3. There is potential to use AI and machine learning to accelerate materials selection and development for fusion


Mike talked about the Workshop for Applied Nuclear Data Activities (WANDA)—a US led effort that tries to collect the data on all materials testing, with a heavy emphasis on radiation effects. Most of their efforts so far have been tied to fission and space, but this year’s workshop was all about nuclear data for fusion.


According to Mike, an assessment from WANDA was that “there is an avenue for taking some of our understanding, that came from prior tests, and perhaps accelerating the pace of the development and understanding through use of AI/ML. But ultimately, it's still going to require some experimental validation and test that we're going to have to have.”


Mike relayed that people within the nuclear data community felt that there were test devices around the world that could be brought to bear to help accelerate the pace of experimentation in this area.


They couldn't do testing with 14 MeV fusion neutrons, but, says Mike, “there are other, more limited, testing that you could do to get some idea that would be a pointer, and then you could apply these AI/ML methods to say which things could I perhaps work with as my first generation.”


It's likely that companies will follow a generational way of development for fusion devices—starting with materials that scientists think would be the best to use today, and building with those materials with an understanding that there’ll be subsequent, improved, generations as more data is collected and understanding increases.

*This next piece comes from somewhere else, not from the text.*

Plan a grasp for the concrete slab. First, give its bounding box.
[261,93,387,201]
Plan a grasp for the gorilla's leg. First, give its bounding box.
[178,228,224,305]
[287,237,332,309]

“That's the method I think we're going to have to follow,” says Mike. “Because if we wait until we have absolute certainty that the material is going to last for, you know, 30 years, we'll wait 30 years to build anything, and we can't do that. So we should build early, test, maybe accept the lower availability.”


And finally…


Rajesh and Mike stated that we are closer to fusion than ever before: “harnessing fusion energy is now within reach more than ever, this is due to continuous worldwide public efforts and… ‘exploding’ private efforts.” But transformative enabling capabilities can accelerate the progress to fusion energy realisation and there should be continued focusing of resources in these areas for further progress.